Sometimes I wish I had an anonymous place online to write my secrets. To bitch about people in my life who piss me off but I deal with anyways and don’t want them to know.
Sometimes I need a place to cry where no one is going to ask me what’s wrong.
Sometimes I need someone who already knows what’s wrong when I am crying and doesn’t need to ask.
Sometimes I just want to be held.
Sometimes the ache in my heart hurts so much I can barely breathe.
Sometimes the temporary things that fill the hole in my heart all leave at once which leaves me feeling broken.
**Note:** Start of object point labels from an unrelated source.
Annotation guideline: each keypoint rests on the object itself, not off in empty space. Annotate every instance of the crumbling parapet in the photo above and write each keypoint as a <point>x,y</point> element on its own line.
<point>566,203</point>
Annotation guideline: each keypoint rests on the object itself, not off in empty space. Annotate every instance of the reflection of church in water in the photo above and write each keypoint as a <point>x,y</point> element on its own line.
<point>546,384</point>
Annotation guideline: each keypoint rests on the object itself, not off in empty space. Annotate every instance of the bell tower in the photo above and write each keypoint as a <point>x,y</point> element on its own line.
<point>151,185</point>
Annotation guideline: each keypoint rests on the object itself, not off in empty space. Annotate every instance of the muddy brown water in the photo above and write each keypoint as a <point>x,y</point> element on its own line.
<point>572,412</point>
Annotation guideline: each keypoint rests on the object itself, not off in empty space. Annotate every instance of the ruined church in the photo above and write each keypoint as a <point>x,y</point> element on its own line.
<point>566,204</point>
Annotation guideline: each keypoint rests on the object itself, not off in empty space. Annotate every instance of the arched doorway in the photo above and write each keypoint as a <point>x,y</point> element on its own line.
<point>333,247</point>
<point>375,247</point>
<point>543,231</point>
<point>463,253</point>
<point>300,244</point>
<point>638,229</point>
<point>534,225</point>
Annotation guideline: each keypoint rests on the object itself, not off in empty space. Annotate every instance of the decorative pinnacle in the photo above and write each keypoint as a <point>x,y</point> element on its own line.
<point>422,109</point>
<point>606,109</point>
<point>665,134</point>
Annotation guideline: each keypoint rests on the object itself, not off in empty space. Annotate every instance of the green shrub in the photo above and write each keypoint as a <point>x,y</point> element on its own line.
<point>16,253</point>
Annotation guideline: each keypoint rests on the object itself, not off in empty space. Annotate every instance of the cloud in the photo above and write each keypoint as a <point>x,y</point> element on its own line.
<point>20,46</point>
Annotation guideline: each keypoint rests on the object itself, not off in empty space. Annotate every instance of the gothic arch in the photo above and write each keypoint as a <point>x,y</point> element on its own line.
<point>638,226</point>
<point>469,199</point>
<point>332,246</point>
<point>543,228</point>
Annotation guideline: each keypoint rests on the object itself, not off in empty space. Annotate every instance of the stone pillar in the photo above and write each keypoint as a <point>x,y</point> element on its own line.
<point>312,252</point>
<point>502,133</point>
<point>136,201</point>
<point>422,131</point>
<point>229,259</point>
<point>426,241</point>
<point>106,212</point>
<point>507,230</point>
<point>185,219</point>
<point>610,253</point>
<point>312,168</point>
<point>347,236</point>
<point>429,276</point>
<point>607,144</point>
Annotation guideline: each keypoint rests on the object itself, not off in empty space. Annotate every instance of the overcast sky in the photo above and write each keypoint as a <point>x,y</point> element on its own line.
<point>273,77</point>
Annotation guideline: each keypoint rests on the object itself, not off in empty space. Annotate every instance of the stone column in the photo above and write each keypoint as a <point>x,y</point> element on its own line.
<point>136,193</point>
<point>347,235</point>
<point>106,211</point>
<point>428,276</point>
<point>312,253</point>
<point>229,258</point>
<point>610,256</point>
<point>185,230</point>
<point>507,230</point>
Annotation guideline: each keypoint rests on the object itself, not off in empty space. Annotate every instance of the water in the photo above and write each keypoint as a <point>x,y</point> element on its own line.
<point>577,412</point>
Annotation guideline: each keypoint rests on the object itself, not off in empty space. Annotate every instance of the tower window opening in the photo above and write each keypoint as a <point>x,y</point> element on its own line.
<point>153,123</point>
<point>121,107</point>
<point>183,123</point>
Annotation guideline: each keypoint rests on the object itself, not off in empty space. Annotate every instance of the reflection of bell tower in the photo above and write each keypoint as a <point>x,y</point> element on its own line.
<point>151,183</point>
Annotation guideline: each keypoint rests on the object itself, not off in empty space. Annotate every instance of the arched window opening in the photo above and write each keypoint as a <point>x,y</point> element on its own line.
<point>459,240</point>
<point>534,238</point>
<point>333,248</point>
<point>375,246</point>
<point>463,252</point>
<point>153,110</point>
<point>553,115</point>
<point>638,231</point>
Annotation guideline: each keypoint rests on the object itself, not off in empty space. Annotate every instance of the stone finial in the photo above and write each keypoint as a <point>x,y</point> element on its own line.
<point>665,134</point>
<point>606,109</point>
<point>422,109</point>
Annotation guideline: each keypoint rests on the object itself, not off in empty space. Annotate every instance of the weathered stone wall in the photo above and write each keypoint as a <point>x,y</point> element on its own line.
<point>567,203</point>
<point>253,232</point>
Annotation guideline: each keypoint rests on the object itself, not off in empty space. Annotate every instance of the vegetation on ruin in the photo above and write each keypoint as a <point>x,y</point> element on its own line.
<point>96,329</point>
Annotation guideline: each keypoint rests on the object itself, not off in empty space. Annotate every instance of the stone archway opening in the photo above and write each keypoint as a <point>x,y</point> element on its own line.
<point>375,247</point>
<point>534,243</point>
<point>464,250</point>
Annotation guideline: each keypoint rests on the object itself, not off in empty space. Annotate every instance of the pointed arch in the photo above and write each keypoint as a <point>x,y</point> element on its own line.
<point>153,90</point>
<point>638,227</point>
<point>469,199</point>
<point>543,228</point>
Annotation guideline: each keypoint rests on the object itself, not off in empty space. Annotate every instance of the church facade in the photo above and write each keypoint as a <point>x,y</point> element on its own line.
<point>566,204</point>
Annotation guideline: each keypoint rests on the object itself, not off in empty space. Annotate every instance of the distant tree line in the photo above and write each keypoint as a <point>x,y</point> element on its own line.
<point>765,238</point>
Sometimes it’s hard to pretend.
Sometimes the things in my Facebook Newsfeed hurt my heart and I can’t do a thing about it or even tell anyone.
Sometimes life isn’t all rainbows and unicorns.
Sometimes things bother me that don’t usually bother me.
Sometimes it takes me a day or two for the clouds to go away.
Sometimes the sun will come out tomorrow.
Sometimes the tears of a clown are enough to make you drown.
Sometimes a girl just wants a cupcake, dammit.
Sometimes weeks are full of Mondays.
Sometimes caffeine isn’t enough.
Sometimes life isn’t what we make of it…it is what it is.
Sometimes I write in code and only I have the key but it makes me feel so much better to get it out.